A técnica do ICP-MS-LA envolve a volatilização da amostra ou de parte dela por um feixe de laser seguido de ionização por um plasma de Ar e a medida das razões isotópicas por um espectrômetro de massa. O passo inicial correspondente a volatilização da amostra e é a fase com maior variação de parâmetros. O tamanho do grão influencia na intensidade do sinal na medida em que grãos maiores podem ser analisados com feixes de laser mais largos e grãos menores exigem a diminuição da largura do feixe de laser, diminuindo a intensidade do sinal a ser medido. Em adição, outras características da amostra que influenciam nos procedimentos analíticos tem haver com a concentração de U e a idade do mineral, de forma que quanto maior a concentração de U e a idade da amostra, maior será a intensidade do sinal de Pb a ser medido.

Outros parâmetros importantes variam em função do tipo de laser utilizado. Idealmente, para análises de amostras geológicas, a interação do laser com a matéria deveria estar limitada a transferência de energia para o sólido de forma a quebrar as ligações iônicas e liberar as espécies atômicas ou moleculares. Entretanto a interação laser-sólido envolve uma série de efeitos físicos e químicos dependendo do comprimento de onda, intensidade, foco e duração do feixe de laser.

O plasma induzido (ICP) tem sido reconhecido como uma boa fonte de íons (Figura 27), com algumas escolhas de parâmetro possíveis. A facilidade de ionização de uma amostra por ICP ocorre uma vez que a temperatura alcança por volta de 8.000 K, equivalente a temperatura da superfície do sol. A maioria dos elementos litófilos, calcófilos e siderófilos podem ser ionizados próximos de 100% através dessa técnica. A geração do plasma se dá pela queima de um gás (geralmente Ar) injetado sob pressão num ambiente a vácuo. A amostra volatilizada pelo laser é acelerada na direção do plasma que é então enviada ao separador magnético.

Figura 13. Esquema de um espectrômetro de massa com indução por plasma (ICP-MS). Neste equipamento a amostra depois de volatilizada passa por uma chama (plasma) de alta temperatura que permite a sua completa ionização.

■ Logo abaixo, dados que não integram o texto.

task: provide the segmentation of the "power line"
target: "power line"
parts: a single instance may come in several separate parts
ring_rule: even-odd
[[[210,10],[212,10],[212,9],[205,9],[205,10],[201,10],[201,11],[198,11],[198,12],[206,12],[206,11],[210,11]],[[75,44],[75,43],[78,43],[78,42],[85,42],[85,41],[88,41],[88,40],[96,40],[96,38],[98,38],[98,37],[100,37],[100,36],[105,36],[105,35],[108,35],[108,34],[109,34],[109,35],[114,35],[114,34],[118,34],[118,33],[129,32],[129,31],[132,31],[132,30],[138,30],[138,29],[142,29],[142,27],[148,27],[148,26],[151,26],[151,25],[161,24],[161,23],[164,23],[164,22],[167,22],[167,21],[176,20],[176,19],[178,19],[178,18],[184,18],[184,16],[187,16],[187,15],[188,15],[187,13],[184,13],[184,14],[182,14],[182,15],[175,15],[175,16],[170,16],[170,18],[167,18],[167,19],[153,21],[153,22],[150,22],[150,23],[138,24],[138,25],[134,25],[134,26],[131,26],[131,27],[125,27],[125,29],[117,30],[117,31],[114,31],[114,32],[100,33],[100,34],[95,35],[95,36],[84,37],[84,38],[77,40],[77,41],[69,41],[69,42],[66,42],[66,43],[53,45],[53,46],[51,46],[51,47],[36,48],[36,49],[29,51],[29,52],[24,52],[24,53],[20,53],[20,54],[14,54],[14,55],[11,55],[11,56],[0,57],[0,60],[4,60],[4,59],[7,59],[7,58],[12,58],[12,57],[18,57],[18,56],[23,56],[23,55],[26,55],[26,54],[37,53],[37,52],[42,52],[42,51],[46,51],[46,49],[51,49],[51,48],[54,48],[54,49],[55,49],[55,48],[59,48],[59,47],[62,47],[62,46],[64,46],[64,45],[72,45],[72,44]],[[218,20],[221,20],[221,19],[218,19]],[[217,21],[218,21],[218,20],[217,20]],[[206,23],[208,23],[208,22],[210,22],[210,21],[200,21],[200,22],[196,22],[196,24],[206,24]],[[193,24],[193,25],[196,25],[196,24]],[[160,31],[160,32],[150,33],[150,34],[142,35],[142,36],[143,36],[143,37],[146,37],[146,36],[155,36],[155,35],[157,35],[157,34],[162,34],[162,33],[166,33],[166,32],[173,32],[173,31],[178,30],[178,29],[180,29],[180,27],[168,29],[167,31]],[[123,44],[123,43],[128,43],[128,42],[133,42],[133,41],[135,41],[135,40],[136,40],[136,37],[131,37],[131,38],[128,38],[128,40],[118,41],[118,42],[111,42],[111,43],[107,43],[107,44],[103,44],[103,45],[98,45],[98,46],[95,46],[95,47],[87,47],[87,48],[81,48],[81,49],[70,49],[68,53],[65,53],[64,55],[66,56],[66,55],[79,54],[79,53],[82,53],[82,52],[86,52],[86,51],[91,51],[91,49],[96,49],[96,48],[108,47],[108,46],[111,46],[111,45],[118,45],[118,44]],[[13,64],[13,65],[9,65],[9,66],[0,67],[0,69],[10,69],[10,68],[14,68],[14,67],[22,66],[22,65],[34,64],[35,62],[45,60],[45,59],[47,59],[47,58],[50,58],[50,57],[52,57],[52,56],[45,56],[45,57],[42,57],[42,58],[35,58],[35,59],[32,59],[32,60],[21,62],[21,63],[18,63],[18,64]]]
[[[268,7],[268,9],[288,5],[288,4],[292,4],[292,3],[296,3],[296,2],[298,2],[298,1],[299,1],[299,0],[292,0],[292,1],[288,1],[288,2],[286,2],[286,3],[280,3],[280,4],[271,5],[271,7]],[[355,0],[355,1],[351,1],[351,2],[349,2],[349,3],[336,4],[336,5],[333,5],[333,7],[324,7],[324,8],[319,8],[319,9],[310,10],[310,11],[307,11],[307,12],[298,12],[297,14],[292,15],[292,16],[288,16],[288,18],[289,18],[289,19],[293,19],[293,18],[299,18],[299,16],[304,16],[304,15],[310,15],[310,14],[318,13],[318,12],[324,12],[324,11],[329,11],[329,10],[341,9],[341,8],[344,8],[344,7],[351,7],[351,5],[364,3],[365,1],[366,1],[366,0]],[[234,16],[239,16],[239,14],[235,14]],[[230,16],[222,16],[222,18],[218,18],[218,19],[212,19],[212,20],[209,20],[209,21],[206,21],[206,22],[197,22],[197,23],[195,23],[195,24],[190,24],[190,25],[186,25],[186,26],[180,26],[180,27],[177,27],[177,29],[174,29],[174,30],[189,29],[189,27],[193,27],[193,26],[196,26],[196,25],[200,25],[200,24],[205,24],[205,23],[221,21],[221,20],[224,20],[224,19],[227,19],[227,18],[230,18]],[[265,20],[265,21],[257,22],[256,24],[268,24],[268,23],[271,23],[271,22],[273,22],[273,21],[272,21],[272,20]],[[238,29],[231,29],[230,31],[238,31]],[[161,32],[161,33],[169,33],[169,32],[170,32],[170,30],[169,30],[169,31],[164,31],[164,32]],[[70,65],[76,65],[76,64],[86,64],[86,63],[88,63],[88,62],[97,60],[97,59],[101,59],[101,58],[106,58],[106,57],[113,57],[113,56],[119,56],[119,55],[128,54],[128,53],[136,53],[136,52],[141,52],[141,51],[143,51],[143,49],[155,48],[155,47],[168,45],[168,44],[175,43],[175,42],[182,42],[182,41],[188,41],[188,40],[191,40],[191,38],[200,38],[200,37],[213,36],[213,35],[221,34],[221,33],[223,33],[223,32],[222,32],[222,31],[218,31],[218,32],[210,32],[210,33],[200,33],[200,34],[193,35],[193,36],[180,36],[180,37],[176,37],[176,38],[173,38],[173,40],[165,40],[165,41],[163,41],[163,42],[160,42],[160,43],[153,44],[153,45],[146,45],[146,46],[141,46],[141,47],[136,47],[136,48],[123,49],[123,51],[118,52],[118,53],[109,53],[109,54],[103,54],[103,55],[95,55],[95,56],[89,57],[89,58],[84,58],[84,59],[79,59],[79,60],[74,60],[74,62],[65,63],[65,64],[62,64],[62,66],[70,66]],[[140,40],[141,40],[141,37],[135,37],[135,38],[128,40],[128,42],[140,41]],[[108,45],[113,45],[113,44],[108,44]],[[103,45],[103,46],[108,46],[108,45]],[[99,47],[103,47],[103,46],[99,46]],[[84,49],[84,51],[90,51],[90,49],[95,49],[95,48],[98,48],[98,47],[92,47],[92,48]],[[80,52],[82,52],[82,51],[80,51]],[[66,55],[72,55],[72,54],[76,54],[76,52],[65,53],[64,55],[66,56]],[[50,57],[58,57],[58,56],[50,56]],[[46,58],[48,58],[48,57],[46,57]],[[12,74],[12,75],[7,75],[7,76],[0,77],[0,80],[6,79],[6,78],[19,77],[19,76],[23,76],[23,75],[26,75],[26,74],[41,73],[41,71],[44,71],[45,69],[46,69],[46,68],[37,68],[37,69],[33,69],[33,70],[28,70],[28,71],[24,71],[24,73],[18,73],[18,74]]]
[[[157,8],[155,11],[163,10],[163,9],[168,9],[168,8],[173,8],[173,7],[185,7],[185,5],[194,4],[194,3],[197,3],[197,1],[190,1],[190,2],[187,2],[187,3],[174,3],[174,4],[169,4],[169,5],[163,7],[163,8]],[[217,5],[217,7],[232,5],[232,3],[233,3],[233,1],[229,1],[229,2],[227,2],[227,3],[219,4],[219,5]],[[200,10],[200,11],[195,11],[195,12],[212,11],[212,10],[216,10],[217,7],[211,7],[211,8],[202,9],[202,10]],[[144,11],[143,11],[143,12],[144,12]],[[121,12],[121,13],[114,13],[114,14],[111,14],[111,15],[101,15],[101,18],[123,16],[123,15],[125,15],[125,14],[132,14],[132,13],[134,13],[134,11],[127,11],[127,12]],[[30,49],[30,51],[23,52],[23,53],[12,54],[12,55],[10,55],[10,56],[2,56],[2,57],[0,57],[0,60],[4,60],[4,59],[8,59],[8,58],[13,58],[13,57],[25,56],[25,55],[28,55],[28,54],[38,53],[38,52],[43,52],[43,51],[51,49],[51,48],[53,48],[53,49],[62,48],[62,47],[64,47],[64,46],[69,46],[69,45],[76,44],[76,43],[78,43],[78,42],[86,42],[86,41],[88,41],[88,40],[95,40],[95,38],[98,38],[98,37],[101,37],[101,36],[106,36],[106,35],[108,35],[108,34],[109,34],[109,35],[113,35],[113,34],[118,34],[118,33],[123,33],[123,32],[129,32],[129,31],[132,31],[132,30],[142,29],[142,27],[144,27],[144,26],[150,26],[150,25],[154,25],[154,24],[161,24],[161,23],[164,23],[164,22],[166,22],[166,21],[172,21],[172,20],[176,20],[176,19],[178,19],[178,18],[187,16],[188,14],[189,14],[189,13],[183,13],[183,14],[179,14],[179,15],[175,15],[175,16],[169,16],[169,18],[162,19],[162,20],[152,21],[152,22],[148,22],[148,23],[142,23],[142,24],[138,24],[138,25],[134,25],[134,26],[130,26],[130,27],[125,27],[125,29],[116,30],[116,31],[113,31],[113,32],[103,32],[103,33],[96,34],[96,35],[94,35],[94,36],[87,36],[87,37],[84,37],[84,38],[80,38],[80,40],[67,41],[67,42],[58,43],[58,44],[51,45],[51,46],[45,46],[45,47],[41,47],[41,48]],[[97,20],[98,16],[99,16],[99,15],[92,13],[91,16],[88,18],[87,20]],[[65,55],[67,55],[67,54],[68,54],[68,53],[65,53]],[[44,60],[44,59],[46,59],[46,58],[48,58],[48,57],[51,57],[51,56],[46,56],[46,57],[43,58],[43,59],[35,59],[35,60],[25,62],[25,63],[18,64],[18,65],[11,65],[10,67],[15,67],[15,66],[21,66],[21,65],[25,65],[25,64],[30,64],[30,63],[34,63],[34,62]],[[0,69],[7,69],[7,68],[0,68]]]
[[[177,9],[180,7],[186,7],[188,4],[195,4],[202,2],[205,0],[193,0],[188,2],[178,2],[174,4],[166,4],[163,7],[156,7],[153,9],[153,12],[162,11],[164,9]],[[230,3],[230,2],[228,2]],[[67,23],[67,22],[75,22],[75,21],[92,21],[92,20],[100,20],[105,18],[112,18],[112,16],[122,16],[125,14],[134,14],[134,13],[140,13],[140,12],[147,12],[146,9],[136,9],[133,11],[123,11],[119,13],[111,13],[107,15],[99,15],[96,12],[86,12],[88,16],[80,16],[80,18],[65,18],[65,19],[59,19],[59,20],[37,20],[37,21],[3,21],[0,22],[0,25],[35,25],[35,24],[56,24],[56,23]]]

O separador magnético tipo Sector foi historicamente o primeiro a ser utilizado no ICP-MS-LA. Atualmente outros separadores têm sido adaptados e utilizados, entre eles o analisador eletrostático (que funciona como um filtro de energia), o quadrupolo (constituído por barras metálicas que ao serem submetidas a correntes elétricas geram campos magnéticos no seu interior) , e o espectrômetro por tempo vôo (onde elétrons são acelerados por campo elétrico intermitente).

Os detectores utilizados no ICP-MS-LA podem ser do tipo Faraday, Daly ou multiplicadores de elétrons. O desenvolvimento dos diversos tipos de ICP-MS-LA se dá atualmente pela melhor adequação entre os diversos constituintes acima descritos. Uma esperança na evolução futura do ICP-MS-LA é que ele alcança os níveis de alta resolução atingidos pelo SHIRIMP.